One of the nice things, though, about working with a quartet from within the chorus is that I have a pretty thorough knowledge of what kind of input they’ve been having over the last four months. Being able to reference directly work we’ve been doing already gives them a head start on applying it, while the quartet context gives much more opportunity for individual attention and feedback to help it embed more thoroughly. And the extra pay-off is that I know four of my chorus are going to be coming in with more secure, deep-set breathing next week. Win all round.

Working in a quartet context with singers I usually direct pointed up some interesting differences between the two forms of the art, particularly in some of the deep harmonic work. Blocking chords to focus deeply on both the sonic integrity and expressive power of individual harmonies is a valuable activity in both contexts.
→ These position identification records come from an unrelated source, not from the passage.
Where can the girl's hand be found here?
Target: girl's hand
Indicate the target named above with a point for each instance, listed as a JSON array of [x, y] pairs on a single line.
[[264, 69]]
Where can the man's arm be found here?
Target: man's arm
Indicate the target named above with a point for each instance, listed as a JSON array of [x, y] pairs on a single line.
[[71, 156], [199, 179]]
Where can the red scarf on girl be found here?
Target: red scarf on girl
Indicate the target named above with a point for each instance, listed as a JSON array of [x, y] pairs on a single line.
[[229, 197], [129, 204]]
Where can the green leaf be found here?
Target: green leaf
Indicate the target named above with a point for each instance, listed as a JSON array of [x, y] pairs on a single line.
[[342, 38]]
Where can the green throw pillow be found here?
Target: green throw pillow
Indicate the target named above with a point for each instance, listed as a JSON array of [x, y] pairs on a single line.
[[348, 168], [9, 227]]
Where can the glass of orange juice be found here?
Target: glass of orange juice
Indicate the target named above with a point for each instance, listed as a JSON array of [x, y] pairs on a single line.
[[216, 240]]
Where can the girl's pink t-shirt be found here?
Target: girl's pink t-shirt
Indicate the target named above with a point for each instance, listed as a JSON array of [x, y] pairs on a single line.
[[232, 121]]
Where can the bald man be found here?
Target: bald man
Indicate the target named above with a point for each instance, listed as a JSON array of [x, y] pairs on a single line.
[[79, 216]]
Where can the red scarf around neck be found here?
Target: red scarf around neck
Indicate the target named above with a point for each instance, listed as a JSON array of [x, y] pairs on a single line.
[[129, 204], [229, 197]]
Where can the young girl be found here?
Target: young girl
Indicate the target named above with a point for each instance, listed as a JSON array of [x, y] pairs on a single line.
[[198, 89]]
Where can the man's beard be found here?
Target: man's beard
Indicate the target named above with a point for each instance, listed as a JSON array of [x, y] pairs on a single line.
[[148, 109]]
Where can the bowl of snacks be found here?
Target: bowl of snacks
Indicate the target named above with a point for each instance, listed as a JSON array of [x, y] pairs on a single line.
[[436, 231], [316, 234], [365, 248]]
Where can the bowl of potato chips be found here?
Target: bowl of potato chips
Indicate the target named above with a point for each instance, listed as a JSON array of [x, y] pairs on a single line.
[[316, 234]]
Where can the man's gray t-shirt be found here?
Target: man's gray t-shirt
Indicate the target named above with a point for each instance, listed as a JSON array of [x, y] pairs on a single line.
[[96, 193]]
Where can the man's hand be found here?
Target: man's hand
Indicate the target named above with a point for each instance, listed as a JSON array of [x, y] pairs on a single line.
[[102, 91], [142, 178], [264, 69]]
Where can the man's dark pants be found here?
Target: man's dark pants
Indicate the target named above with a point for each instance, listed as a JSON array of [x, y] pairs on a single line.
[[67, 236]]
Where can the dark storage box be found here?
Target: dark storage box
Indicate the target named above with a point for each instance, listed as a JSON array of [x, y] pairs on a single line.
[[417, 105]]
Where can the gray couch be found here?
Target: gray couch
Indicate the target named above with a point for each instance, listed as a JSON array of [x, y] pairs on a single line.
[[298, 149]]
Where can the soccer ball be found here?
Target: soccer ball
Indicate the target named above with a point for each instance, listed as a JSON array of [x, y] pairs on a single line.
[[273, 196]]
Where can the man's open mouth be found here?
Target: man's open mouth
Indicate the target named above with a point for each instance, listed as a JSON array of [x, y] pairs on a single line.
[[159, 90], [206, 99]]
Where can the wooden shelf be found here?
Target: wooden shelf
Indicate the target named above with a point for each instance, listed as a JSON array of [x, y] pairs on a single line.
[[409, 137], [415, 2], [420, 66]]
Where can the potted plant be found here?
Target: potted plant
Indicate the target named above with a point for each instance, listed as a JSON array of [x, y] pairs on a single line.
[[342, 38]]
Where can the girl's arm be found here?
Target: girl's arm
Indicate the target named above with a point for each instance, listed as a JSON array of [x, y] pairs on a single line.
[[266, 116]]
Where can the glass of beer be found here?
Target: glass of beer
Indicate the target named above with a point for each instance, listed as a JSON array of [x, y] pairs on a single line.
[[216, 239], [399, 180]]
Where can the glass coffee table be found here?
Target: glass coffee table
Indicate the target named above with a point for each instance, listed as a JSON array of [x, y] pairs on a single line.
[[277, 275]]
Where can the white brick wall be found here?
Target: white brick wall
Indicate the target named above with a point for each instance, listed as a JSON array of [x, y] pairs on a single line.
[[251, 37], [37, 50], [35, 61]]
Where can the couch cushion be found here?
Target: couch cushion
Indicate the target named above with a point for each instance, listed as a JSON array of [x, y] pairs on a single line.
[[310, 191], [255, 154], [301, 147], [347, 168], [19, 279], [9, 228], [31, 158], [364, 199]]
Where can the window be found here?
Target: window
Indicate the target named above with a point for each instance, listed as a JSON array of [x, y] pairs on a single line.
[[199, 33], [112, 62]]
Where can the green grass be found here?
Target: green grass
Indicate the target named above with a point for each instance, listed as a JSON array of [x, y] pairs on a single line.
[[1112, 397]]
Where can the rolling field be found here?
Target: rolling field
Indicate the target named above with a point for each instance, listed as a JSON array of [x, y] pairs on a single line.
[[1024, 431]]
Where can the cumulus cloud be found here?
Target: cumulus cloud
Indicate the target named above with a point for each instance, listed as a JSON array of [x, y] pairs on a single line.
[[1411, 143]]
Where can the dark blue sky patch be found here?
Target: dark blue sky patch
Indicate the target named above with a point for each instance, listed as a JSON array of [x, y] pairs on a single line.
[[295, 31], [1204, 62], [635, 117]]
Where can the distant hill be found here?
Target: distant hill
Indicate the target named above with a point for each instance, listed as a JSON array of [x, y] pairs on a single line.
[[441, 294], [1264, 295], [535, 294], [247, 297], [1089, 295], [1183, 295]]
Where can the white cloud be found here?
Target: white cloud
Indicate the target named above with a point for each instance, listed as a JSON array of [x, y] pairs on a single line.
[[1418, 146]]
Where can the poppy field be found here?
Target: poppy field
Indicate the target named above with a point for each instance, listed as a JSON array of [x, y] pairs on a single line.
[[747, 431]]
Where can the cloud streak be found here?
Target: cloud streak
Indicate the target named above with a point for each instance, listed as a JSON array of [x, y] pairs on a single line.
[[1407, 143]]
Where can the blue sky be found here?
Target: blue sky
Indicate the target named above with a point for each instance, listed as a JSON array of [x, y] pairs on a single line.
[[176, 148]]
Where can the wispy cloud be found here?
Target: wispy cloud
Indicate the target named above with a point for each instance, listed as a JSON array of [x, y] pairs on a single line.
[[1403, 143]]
In a chorus, it is the director’s job to gather the sounds into a gestalt. One of my favourite activities is taking a sonority and massaging into true. (I nearly said ‘favourite musical activities’ but I can’t think of many things I enjoy more in any other area of life. I guess that’s why I’m a musician.)

In a quartet, there isn’t the guiding consciousness of an external listener, so the singers have to create the gestalt between them. It is the coach’s job set the goal (stay with the chord until it stops being four notes and becomes a single sonority), and to give feedback on how the quartet are getting on, but I can’t do it for them. You can hear, though, when the quartet has made that mental shift from individual self-monitoring to listening to the whole.

Individual self-monitoring remains of course an important part of the process – self-awareness is the prime engine of improvement in rehearsal and private practice. But you also need to be able to let go of that enough, to trust the process enough, to allow both voice and consciousness to merge into the bigger picture. And the pay-off for relaxing the grip of self-monitoring is that your intuitive musicianship makes all kinds of micro-adjustments in response to the experience that are too numerous and too subtle to effect deliberately.

I’m now wondering if what I have just described is a specifically musical instance of Daniel Kahneman’s notions of System 1 and System 2 thinking. If so, it’s as he says: we need both, as they achieve different things.


*If you’re unfamiliar with the Wrekin, you might not get why their name is so good, but it’s a prominent landmark in Shropshire and they have to travel quite far off their home patch to find an audience who wouldn’t appreciate it.